Si tratta di Flavio Libio Severo, che ricoprì la carica di Pontefice Massimo dal 461 al 465 dopo Cristo. Sconfisse gli Alani e morì avvelenato in circostanze misteriose. 

Tra i numerosi cittadini illustri di Policastro Bussentino (la Pixous greca e la Buxentum romana), prestigioso centro storico dell'omonimo Golfo, merita particolare menzione, per la grande importanza della sua carica, Flavio Libio Severo, Imperatore Romano e Pontefice Massimo dall'anno 461 al 465 d.C.

Ad accertarne le origini sono Cassiodoro ed altri storici antichi, i quali riferiscono che Libio Severo era nato in Lucania, esattamente a Buxentum, intorno al 420, figlio di ricchi proprietari terrieri. Personaggio di esemplare condotta, generoso, pio e di condizione agiata, ricopriva l'incarico di funzionario imperiale, quando, il 20 novembre dell'anno 461, venne acclamato imperatore di Roma, a Ravenna, grazie ai maneggi del generalissimo Ricimero - di origine sveva e nipote del re visigoto Vallia - che, ormai padrone assoluto dell'Impero, aveva tutto l'interesse ad eleggere un personaggio che non lo ostacolasse nella sua azione politica e militare.

Il "magister militum", infatti, aveva fatto imprigionare e uccidere l'imperatore Maggioriano, predecessore di Libio Severo, perché ne aveva intuito le aspirazioni e le intenzioni di governare senza condizionamenti. L'insonne e furbissimo Ricimero, comandante in capo delle milizie occidentali romane, anche se barbaro, comprendeva bene che un bestione come lui, alto due metri e largo uno, con baffi e  capelli rossicci, che con fatica ruminava qualche parola di latino, non poteva sedersi sul trono che era stato di Marco Aurelio e di Traiano. Alla ricerca d'un uomo di modeste aspirazioni, aveva perciò rivolto l'attenzione su questo pacioso funzionario lucano, sicuro che questi si sarebbe prestato al gioco meglio del suo predecessore.

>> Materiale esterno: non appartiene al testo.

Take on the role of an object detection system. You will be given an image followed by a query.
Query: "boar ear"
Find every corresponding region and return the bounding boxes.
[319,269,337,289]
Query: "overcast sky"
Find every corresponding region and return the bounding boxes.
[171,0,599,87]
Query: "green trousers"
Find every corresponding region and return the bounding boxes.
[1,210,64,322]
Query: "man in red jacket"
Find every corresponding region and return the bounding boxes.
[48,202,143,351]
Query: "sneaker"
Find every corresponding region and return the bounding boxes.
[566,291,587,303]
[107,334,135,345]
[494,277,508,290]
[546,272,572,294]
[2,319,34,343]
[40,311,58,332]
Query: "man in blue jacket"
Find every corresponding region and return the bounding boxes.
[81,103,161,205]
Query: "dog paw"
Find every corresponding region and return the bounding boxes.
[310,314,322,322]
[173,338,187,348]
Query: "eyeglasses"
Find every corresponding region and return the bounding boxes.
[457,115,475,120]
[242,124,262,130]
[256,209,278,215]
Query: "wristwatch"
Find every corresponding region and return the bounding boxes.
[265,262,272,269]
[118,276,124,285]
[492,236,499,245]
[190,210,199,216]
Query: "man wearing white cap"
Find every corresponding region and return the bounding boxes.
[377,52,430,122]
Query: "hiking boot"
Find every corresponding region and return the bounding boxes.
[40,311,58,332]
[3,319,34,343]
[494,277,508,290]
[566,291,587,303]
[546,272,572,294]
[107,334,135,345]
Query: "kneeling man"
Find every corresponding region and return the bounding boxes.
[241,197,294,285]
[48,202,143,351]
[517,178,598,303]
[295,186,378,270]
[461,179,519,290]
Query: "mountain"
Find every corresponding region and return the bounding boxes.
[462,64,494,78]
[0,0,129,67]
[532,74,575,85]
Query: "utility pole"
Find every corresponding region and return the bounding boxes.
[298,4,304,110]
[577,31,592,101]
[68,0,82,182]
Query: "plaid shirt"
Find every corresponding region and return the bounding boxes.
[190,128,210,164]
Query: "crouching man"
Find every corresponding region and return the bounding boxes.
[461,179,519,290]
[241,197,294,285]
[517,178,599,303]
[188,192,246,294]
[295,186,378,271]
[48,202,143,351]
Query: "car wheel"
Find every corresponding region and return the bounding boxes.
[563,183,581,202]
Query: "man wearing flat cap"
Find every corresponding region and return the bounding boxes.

L'elezione di Flavio Libio Severo non venne, però, riconosciuta dall'imperatore d'Oriente Leone I e dalle province della Gallia e della Dalmazia che gli rifiutarono obbedienza. Ridotta la sua autorità alla sola Italia, cercò di contrastare le scorrerie dei Vandali che, con le loro azioni predatorie nel Mediterraneo, colpivano ripetutamente anche le coste meridionali italiane. Radunato un forte esercito con a capo il capitano goto Rithiner, riuscì a sconfiggere, nei pressi di Castellabate, il selvaggio Berigo, re degli Alani, che vi si era insediato stabilendo il suo quartier generale su un pianoro, detto oggi "Piano della Corte".

La sua azione politica, comunque, non fu di particolare spessore e la sua carriera d'imperatore finì com'era iniziata, cioè per mano di Ricimero che, con ogni probabilità, lo fece avvelenare  a Roma, il 15 agosto del 465.

A Policastro sono state rinvenute alcune monete romane  recanti la sua effige (foto).